Concepts of Replica
In OceanBase Database, a replica is a copy of a data set in the storage engine. Here, the data refers to a user-level concept.
At the OceanBase Database level, data is partitioned, and each partition is redundantly stored in multiple regions based on the locality attributes of the tenant. This approach ensures high horizontal scalability and a higher level of disaster recovery capability.
A data partitioning divides a table or an index into smaller, more manageable pieces based on specified table creation rules. Each data partition is an independent object with its own name and optional storage characteristics.
Note
OceanBase Database is well known for its multi-replica architecture. The multi-replica architecture based on the Paxos protocol is the foundation for the high availability feature of OceanBase Database. The "replica" in a multi-replica architecture means a copy of the same data stored in different nodes. OceanBase Database provides multiple types of storage containers for data, such as data partitions, log streams, units, and tenants. The "replica" usually refers to "data partition replicas" in the general context. However, note that "replica" may refer to different database entities in different contexts.
Purpose of a replica
Replicas improve the availability and fault tolerance of OceanBase Database. You can create multiple replicas of a table in different regions or zones to protect against network or data center failures.
OceanBase Database replicates data across multiple replicas using techniques like partition replication and log synchronization to prevent data loss and ensure continuous, lossless database services even if a minority of replicas fail.
Replica types
The storage engine of OceanBase Database is based on a hierarchical LSM-tree structure, and data is divided into baseline data and incremental data.
Baseline data that is persisted to the disk and that will not be modified after it is generated is called an SSTable.
The incremental data is stored in memory, and users' writes are first written to the incremental data, which is called the MemTable. This data is then persisted via the RedoLog to ensure transactionality (also known as the CommitLog, or CLog).
These data redundancies are present in multiple instances (e.g., 3 instances in the same city and 5 instances in 3 regions). When a transaction is committed, the RedoLogs are synchronized across the nodes using the Paxos protocol to ensure consistency across the replicas.
OceanBase Database supports the following replica types in the current version:
A complete replica
A full replica also known as a standard replica, has the full name "FULL" and the short name "F". It contains all the complete data and features including RedoLog, MemTable, and SSTable.
In a fully featured replica, roles are defined for data partitions. These roles are Leader and Follower. The Leader mainly provides write and strong-consistency read services. It can also provide weak-consistency read services. The Follower provides weak-consistency read services. In the event of a Leader failure, a Follower can be quickly promoted to a Leader to continue providing services.
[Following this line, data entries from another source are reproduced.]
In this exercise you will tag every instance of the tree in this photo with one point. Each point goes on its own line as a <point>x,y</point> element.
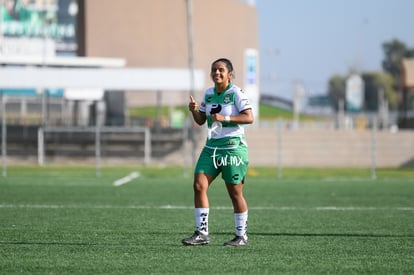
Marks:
<point>336,90</point>
<point>376,82</point>
<point>394,52</point>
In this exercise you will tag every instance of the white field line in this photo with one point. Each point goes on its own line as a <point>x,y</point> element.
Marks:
<point>126,179</point>
<point>175,207</point>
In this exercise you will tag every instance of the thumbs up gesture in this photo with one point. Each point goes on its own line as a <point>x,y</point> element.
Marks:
<point>193,105</point>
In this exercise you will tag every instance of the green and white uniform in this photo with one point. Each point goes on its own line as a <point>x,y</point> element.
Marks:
<point>226,150</point>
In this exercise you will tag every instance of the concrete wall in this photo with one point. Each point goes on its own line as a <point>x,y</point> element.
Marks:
<point>330,147</point>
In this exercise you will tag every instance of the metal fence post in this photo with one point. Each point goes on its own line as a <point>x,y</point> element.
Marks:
<point>373,148</point>
<point>279,149</point>
<point>4,135</point>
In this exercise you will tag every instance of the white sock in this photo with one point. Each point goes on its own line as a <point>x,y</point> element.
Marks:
<point>201,215</point>
<point>240,224</point>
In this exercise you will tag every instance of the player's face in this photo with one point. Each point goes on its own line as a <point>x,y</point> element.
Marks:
<point>220,74</point>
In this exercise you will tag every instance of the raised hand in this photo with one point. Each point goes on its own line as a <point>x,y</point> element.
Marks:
<point>193,105</point>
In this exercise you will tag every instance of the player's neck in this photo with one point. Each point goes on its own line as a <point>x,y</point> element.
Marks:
<point>222,87</point>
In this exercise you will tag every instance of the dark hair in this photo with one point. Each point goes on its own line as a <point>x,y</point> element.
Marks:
<point>226,61</point>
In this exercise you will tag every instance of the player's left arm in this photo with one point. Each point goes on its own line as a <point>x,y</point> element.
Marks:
<point>244,117</point>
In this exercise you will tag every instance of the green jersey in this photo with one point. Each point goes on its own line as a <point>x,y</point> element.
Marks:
<point>228,103</point>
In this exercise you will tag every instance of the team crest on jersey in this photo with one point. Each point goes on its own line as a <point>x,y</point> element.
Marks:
<point>227,99</point>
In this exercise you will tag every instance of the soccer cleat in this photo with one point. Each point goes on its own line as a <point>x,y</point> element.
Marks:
<point>196,239</point>
<point>237,241</point>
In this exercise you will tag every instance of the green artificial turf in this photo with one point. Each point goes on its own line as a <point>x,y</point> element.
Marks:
<point>65,220</point>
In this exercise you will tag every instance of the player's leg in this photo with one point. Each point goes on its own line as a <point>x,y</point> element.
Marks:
<point>234,175</point>
<point>204,175</point>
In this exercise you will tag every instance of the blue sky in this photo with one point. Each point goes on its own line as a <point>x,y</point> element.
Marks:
<point>308,41</point>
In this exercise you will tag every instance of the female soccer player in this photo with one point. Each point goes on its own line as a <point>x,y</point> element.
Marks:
<point>226,108</point>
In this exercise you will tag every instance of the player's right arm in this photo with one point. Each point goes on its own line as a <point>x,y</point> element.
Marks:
<point>199,117</point>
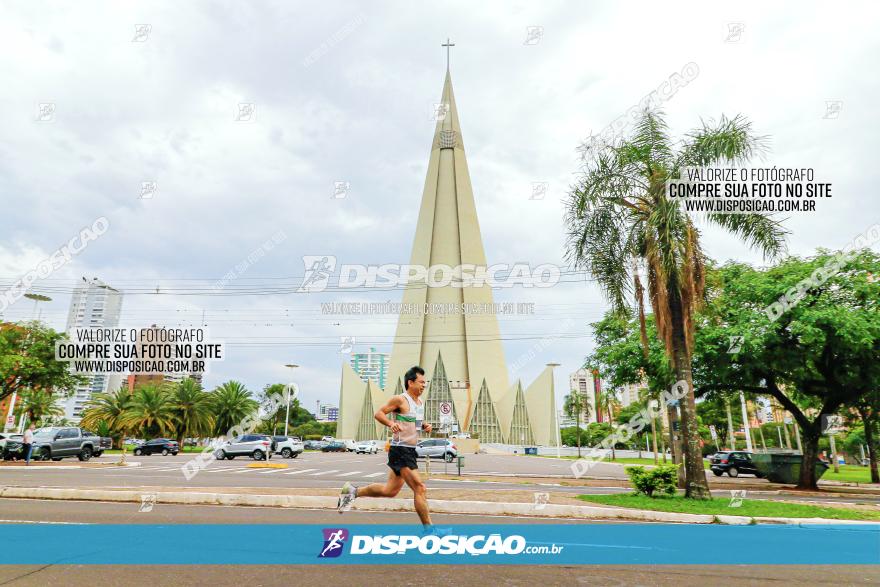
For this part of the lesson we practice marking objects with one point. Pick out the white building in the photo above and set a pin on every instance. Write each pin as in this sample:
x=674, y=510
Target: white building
x=94, y=305
x=371, y=366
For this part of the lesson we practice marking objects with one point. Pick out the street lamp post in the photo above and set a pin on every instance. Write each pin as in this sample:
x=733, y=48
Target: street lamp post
x=291, y=366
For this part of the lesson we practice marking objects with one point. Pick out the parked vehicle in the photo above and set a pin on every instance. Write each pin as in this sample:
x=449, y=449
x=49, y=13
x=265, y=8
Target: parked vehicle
x=11, y=445
x=437, y=448
x=288, y=447
x=161, y=446
x=335, y=446
x=56, y=443
x=255, y=446
x=734, y=463
x=366, y=447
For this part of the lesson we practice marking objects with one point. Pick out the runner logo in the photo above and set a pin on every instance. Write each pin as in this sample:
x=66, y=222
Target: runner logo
x=334, y=542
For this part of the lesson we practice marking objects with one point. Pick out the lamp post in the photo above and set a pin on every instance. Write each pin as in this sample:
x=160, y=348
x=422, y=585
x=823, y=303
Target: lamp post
x=291, y=366
x=555, y=414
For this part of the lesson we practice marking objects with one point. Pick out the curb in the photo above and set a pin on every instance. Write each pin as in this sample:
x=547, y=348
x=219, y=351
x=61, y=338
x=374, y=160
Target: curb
x=396, y=504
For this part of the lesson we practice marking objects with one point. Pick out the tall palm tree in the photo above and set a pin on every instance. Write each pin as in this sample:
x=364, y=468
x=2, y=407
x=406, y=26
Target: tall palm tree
x=619, y=219
x=151, y=411
x=192, y=410
x=110, y=409
x=38, y=405
x=574, y=406
x=232, y=403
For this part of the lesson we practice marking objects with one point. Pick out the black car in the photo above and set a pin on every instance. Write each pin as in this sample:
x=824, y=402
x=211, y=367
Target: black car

The full-featured replica is a mandatory replica. The number of full-featured replicas for a tenant must be greater than or equal to 1. For more information about the full-featured replica, see Full-featured replica.
Read-only replicas
The name of a read-only replica is READONLY, abbreviated as R. Unlike a full-featured replica, a read-only replica only provides read capabilities, without write capabilities. It can only serve as a follower replica in a log stream, without participating in elections or log voting. It cannot be elected as the leader replica for a log stream.
A read-only replica is an optional replica. You can choose to deploy one as needed. For more information about read-only replicas, see Read-only replica.
Columnstore replica
A columnstore replica is denoted by the name COLUMNSTORE, with C being its abbreviation. A columnstore replica refers to the scenario in which baseline data of all user tables within the same log stream is stored in columnar format. In this context, user tables refer to replicated tables only and exclude index tables, internal tables, and system tables. For example, if a user creates a rowstore table on a replica denoted by R, the same table will be stored in columnar format on the machine that hosts the replica denoted by C. Similar to a read-only replica, a columnstore replica does not participate in leader elections or log voting. Additionally, it possesses a complete set of SSTables, clogs, and MemTables.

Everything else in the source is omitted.